Here the domain values are all the x coordinates, i.e., 1, 2, 3, and 4, for the range values are all the y coordinates, i.e., 2, 4, 6, and 8.
The Domain of a Function
The domain of a function is a set of all input values for the function. In other words, it is the group of all x-coordinates or independent variables. For example, let's take a look at the function f(x) = 2x + 1. The domain of this function f(x) can be any real number because we might plug in any value for x and get a respective output value. This input set of values is needed to figure out the range of the function f(x).

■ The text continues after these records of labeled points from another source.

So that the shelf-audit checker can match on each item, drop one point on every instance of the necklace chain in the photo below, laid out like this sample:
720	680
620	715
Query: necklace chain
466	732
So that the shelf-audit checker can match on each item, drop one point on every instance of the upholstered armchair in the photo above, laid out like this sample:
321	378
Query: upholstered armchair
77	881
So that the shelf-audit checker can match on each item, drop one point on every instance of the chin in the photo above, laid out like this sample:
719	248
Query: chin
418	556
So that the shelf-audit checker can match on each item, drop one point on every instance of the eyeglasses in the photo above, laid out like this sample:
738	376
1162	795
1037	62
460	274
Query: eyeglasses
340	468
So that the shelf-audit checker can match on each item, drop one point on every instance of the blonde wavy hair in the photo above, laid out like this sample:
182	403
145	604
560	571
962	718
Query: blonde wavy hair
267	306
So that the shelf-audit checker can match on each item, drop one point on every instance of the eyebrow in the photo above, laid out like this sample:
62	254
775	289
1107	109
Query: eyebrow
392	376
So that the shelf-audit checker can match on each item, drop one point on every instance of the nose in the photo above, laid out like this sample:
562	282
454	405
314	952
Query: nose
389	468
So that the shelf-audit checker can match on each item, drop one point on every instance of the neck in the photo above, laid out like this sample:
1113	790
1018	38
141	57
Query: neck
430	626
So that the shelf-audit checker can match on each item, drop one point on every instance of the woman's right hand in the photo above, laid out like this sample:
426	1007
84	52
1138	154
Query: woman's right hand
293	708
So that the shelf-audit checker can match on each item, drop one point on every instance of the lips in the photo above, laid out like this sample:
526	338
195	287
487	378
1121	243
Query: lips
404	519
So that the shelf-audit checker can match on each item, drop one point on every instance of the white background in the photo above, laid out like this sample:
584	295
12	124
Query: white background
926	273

Nevertheless, there are particular cases under which a function cannot be defined. So, if a function is not continuous at a particular point, then it is not stated for that point.
The Range of a Function
The range of a function is the batch of all possible output values for the function. To be specific, it is the batch of all y-coordinates or dependent variables. For example, using the same function y = 2x + 1, we might see that the range will be all real numbers greater than or equal to 1. Regardless of the value we assign to x, the output y will always be greater than or equal to 1.
But, just like with the domain, there are certain conditions under which the range may not be specified. For example, if a function is not continuous at a particular point, then it is not specified for that point.
Domain and Range in Intervals
Domain and range might also be represented via interval notation. Interval notation expresses a group of numbers applying two numbers that represent the lower and upper limits. For example, the set of all real numbers among 0 and 1 could be represented working with interval notation as follows:
(0,1)
This reveals that all real numbers greater than 0 and lower than 1 are included in this group.
Also, the domain and range of a function might be identified using interval notation. So, let's consider the function f(x) = 2x + 1. The domain of the function f(x) could be represented as follows:
(-∞,∞)
This means that the function is stated for all real numbers.
The range of this function might be represented as follows:
(1,∞)
Domain and Range Graphs
Domain and range could also be represented with graphs. For example, let's consider the graph of the function y = 2x + 1. Before charting a graph, we must find all the domain values for the x-axis and range values for the y-axis.
Here are the coordinates: (0, 1), (1, 3), (2, 5), (3, 7). Once we plot these points on a coordinate plane, it will look like this:
As we could see from the graph, the function is stated for all real numbers. This shows us that the domain of the function is (-∞,∞).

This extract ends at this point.